Dear Dating Profile Stalker,
First of all, you creep me out. No one needs to view my profile every single day of the week. No one needs to send me three messages in the space of two minutes, especially when all three messages are canned, pre-written responses compiled by the dating service. Now, you’re just being a jerk. I don’t like jerks.
Second of all, if you send me a message asking if I’m interested, and I tell you no, very politely, and wish you luck in your search, this is not code for “please keep sending me messages.”
What part of “we’re not compatible” did you not understand?
Maybe you’re thinking that I couldn’t possibly have made a decision like that with such finality & expediency since I don’t really know you. Since you apparently prefer conversations that come with their own decoder ring, let me help you out.
“We’re not compatible” is code for, “Hit the road, weirdo!“
I, in fact, can make decisions that fast. The fact that you can’t accept it just shows you don’t respect me, further proving my point.

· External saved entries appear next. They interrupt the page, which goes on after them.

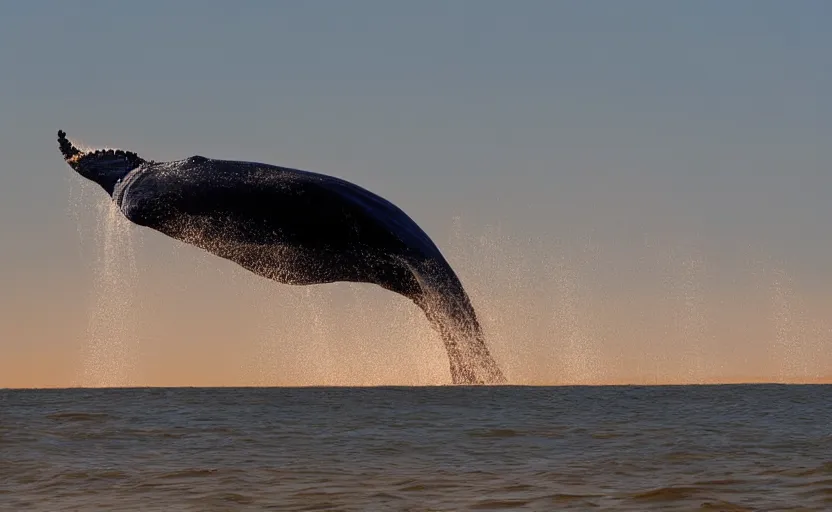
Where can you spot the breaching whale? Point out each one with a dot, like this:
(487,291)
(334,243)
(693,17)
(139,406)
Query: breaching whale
(295,227)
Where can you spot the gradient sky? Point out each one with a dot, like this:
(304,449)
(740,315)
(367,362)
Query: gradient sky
(632,191)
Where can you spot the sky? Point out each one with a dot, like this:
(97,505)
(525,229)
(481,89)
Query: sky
(631,192)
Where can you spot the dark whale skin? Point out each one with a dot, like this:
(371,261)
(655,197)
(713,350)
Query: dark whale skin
(296,227)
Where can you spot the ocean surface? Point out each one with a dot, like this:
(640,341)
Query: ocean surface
(754,447)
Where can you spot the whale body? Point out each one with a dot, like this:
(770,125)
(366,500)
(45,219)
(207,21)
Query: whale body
(295,227)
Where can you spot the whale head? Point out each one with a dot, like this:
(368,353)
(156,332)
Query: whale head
(105,167)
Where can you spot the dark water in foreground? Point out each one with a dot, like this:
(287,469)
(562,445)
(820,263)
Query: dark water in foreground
(442,448)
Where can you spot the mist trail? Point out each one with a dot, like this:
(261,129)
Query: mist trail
(109,352)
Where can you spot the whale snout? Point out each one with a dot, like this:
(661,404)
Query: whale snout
(105,166)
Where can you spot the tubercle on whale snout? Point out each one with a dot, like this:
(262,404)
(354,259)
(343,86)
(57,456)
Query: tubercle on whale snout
(73,155)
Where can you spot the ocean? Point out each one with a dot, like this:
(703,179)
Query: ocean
(730,447)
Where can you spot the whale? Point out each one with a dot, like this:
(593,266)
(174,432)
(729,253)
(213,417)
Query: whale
(295,227)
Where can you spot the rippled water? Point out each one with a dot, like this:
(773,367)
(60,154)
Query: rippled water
(438,448)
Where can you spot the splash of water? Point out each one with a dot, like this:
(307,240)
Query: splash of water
(109,352)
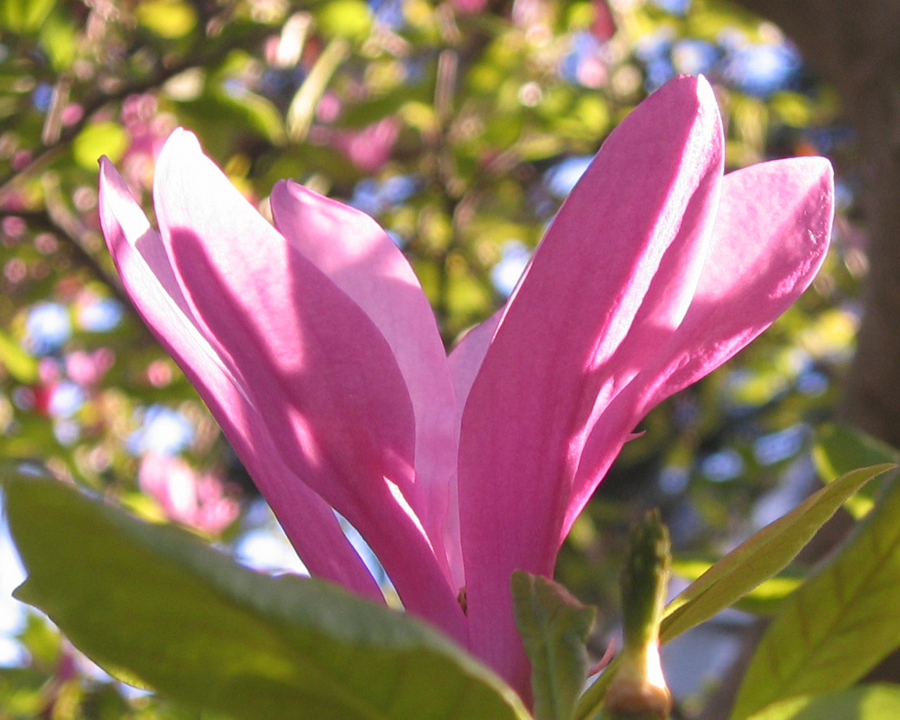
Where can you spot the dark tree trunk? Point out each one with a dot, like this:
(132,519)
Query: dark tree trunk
(855,47)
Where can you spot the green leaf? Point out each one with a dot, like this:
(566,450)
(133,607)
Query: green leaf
(18,363)
(103,138)
(869,702)
(761,556)
(764,599)
(554,627)
(350,19)
(839,624)
(154,602)
(167,18)
(841,448)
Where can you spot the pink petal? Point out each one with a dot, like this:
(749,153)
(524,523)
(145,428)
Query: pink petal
(359,257)
(466,358)
(140,258)
(646,201)
(325,384)
(770,238)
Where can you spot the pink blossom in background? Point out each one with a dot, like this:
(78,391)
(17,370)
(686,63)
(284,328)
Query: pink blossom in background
(368,148)
(88,368)
(315,348)
(198,501)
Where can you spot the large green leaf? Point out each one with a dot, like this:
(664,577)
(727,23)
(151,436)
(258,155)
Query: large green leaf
(761,556)
(869,702)
(840,448)
(156,604)
(554,627)
(840,622)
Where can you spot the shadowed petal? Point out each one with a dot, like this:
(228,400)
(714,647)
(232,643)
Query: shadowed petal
(648,197)
(359,257)
(770,238)
(322,377)
(141,260)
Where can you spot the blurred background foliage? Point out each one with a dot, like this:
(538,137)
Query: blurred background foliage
(460,126)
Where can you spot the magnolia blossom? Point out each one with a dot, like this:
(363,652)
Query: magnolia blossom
(185,496)
(315,348)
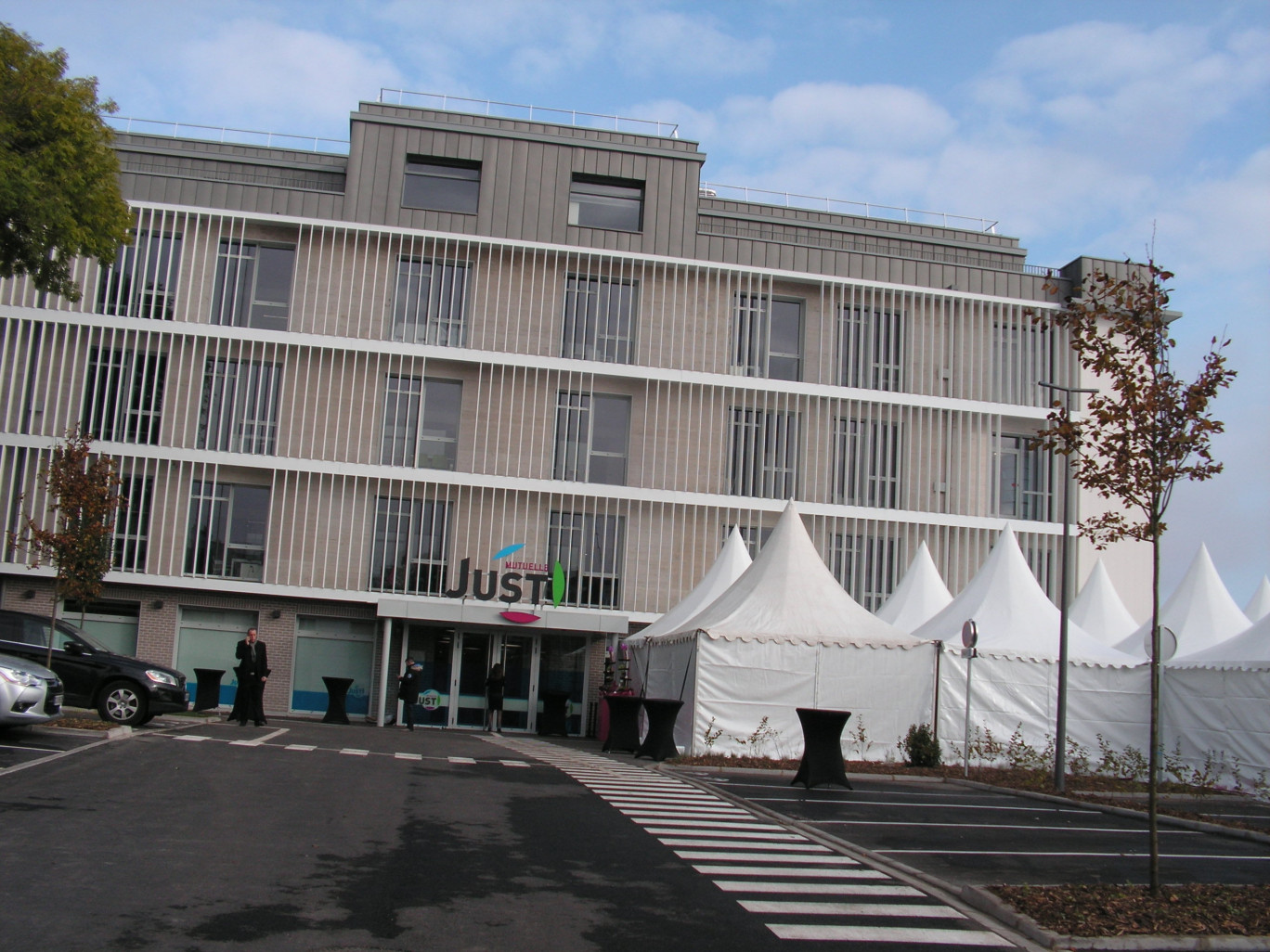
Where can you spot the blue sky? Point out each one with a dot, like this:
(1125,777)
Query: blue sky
(1081,127)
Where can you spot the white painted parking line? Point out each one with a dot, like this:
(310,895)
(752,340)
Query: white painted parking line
(1124,855)
(753,835)
(887,933)
(783,907)
(831,859)
(824,889)
(853,872)
(1100,830)
(804,847)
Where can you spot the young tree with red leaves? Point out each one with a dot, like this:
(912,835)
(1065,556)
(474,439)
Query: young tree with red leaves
(83,493)
(1141,434)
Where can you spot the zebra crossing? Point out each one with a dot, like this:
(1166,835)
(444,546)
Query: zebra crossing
(801,889)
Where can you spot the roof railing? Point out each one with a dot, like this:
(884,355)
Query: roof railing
(838,206)
(531,113)
(225,134)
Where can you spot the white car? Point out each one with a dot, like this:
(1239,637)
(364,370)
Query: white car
(30,693)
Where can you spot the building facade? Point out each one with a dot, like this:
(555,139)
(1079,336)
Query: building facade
(492,389)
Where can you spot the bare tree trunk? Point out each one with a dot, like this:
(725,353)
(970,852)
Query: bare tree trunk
(1153,761)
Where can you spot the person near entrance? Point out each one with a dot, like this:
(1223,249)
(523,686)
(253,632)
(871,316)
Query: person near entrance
(253,672)
(408,689)
(494,686)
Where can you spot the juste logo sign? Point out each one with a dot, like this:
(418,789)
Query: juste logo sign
(508,585)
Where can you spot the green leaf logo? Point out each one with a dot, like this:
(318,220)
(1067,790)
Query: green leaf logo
(558,585)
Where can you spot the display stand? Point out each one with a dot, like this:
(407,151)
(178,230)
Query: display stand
(822,748)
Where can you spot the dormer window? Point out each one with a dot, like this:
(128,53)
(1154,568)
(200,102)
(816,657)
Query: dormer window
(616,204)
(441,185)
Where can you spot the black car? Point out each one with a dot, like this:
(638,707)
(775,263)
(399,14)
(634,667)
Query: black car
(123,689)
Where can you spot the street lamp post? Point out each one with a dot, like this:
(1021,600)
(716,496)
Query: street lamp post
(1063,598)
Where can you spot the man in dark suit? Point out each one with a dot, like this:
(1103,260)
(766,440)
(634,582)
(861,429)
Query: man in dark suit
(253,672)
(408,689)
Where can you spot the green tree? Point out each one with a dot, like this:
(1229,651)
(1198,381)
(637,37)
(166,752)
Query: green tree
(83,493)
(1142,433)
(58,175)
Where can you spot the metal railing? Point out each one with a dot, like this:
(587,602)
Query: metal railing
(531,113)
(869,210)
(225,134)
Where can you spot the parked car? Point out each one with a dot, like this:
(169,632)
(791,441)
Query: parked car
(30,693)
(123,689)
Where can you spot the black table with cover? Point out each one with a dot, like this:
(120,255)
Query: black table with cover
(337,688)
(822,748)
(555,714)
(209,693)
(623,723)
(662,714)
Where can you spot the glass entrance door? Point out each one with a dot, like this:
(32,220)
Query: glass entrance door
(518,665)
(473,666)
(434,649)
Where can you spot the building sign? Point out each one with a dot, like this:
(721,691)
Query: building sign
(516,580)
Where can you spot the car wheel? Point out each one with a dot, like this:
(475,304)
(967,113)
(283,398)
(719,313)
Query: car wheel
(123,702)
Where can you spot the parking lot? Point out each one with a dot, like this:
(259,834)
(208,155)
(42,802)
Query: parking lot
(978,837)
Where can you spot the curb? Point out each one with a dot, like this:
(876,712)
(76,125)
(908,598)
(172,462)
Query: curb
(1198,825)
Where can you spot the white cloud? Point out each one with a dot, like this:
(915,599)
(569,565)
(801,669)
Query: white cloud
(1122,86)
(282,78)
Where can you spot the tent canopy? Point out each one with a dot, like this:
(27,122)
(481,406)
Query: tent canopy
(1200,612)
(1012,613)
(733,560)
(787,594)
(918,597)
(1100,611)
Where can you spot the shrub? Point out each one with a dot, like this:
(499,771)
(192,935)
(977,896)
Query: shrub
(920,747)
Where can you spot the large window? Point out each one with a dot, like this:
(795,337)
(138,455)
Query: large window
(1024,485)
(123,395)
(600,319)
(239,413)
(441,186)
(767,335)
(868,462)
(408,552)
(590,550)
(870,348)
(227,528)
(253,285)
(131,542)
(592,435)
(866,566)
(597,202)
(763,454)
(430,302)
(1022,354)
(142,282)
(421,421)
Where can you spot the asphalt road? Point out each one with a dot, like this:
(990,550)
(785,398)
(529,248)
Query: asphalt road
(964,835)
(304,835)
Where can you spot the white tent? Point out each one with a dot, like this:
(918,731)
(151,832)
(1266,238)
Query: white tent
(733,560)
(1012,613)
(1250,649)
(1099,610)
(920,594)
(785,635)
(1200,612)
(1259,606)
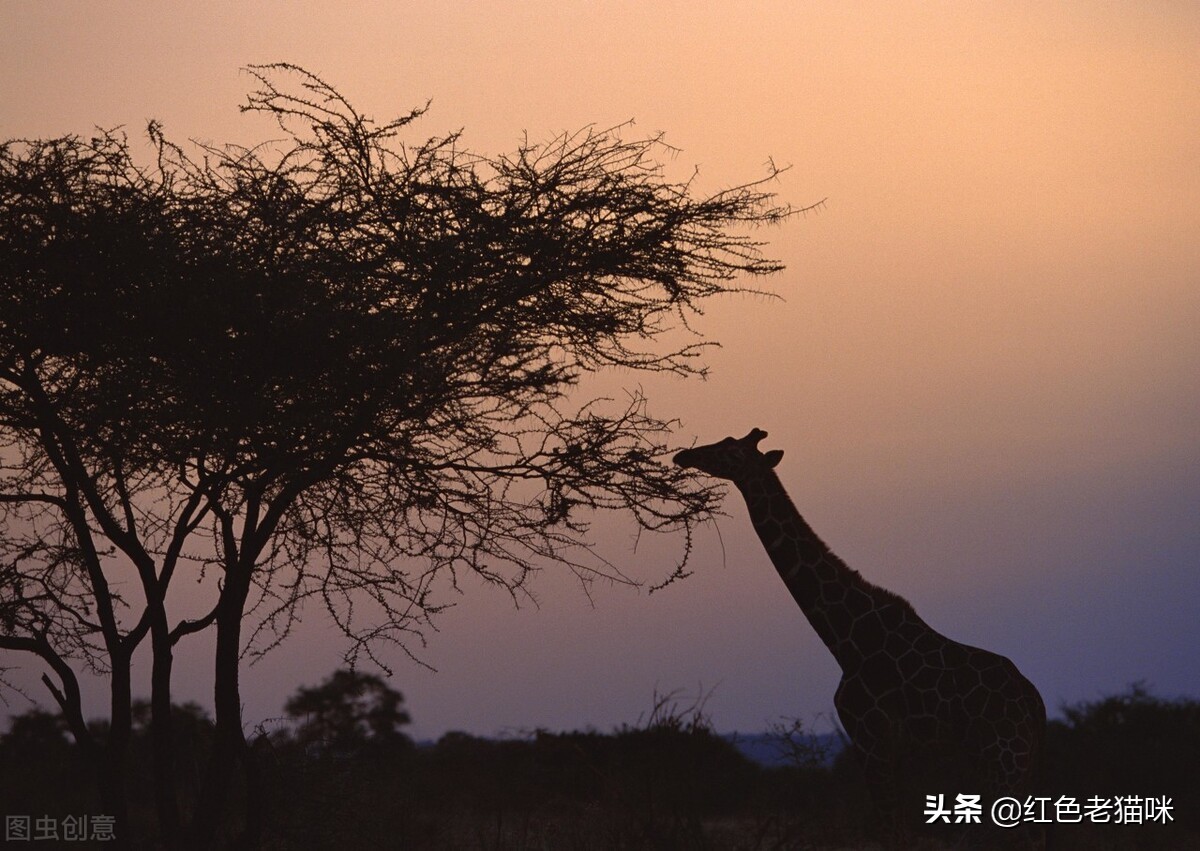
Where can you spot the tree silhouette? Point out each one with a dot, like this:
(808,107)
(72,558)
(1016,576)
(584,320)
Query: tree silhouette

When I look at your picture, your goggle-eyed, crosswise stare sends chills down my spine, and not in a good way. The fact that you posted a photo like that shows you lack judgement, which only adds credence to my assertions.
Your continued unsolicited & rebuffed communications reaffirms my first inclination of classifying you as a weirdo stalker. I’m assuming stalkers don’t make great life-mates. I can accept the idea that I could be wrong about that, but, I’m gonna go with my gut on this one.
If you know what’s good for you, you’ll direct your cray cray elsewhere, but cray crays usually don’t. Shameful.